FIT (FitBit Inc., $5.70), headquarters in San Fransisco, CA, is a corporation that provides health and fitness devices with software services to create a health log for their user that pertains to their lifestyle.
FIT created an easy to use, a wearable fitness tracker that not only catered to the gym bodybuilder but to the office worker who wanted to track her steps to lose the high calories he at lunch. FIT has done an excellent job with their marketing and customer relatability. However there is one problem, their biggest competitors have beat them.
These competitors are Apple Inc. (Apple Watch), Garmin (Vivo Fit), Whoop (The Whoop fit tracker Used by LeBron James last season), and With things Go (activity and fit. tracker) and more.
A statement released by FIT on their last annual report,
For the remainder of 2018, we expect our gross margin to trend lower due to our product mix shift from connected health and fitness devices to smartwatches and the absence of the one-time benefit from the release of outstanding product return and rebate reserves related to Wynit…
FIT’s largest customer Wynit Distribution announced bankruptcy last year in September 2017 with bad debt expenses over $30.3 million and FIT has reported a substantial decrease in subscriptions.

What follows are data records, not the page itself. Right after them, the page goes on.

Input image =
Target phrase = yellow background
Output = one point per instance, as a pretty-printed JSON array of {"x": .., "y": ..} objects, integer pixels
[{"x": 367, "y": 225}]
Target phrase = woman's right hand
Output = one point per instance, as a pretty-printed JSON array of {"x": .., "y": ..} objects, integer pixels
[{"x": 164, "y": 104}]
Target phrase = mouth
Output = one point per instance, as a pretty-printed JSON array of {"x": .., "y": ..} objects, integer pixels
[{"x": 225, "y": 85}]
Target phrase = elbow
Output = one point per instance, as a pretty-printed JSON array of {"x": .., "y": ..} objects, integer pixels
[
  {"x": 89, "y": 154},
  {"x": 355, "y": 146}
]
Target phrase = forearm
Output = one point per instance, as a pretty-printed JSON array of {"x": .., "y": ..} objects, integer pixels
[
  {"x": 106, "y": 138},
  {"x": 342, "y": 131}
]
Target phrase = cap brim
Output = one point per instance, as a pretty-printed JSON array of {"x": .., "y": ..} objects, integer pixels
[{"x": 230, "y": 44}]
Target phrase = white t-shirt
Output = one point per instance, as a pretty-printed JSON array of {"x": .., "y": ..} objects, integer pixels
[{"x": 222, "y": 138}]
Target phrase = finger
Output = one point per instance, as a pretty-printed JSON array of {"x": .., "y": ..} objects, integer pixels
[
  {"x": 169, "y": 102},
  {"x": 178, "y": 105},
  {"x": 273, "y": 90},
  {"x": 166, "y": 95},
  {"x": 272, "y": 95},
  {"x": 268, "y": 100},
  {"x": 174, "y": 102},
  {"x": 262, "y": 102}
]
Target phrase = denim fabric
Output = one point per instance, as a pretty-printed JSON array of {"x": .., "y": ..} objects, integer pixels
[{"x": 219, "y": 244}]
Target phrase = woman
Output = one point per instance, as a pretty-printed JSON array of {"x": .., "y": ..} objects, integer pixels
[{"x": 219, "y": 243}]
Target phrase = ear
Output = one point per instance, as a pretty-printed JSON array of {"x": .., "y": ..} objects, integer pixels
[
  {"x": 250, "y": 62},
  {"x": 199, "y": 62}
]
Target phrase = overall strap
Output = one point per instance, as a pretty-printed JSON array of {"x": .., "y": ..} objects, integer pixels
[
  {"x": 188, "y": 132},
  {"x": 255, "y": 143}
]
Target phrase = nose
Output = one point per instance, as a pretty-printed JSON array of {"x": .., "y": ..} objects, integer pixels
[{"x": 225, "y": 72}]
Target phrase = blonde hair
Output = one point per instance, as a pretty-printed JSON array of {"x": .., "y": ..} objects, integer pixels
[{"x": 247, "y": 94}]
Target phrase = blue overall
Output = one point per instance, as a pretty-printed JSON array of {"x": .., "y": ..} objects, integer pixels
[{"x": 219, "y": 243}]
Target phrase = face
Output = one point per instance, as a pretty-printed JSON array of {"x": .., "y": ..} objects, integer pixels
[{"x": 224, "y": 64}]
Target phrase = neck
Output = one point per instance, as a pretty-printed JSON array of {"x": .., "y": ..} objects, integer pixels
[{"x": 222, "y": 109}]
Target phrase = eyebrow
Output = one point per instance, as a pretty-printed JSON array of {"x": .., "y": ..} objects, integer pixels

According to MSN.com/money, FIT has a negative net income of -277.19 million. With penny stock investors enjoy the volatility of the stock, other see a better investment in related stocks such as APPL, GRMN, KYCCE, FTV, GRMN, and KEYS, since FIT comes in the form of a “product feature” instead of a large services provider. Though FITs presence seems to be strong in the athletic and teach department, how long with this last? Will, they merge with a large corporation or can they come up with a better head-turning product?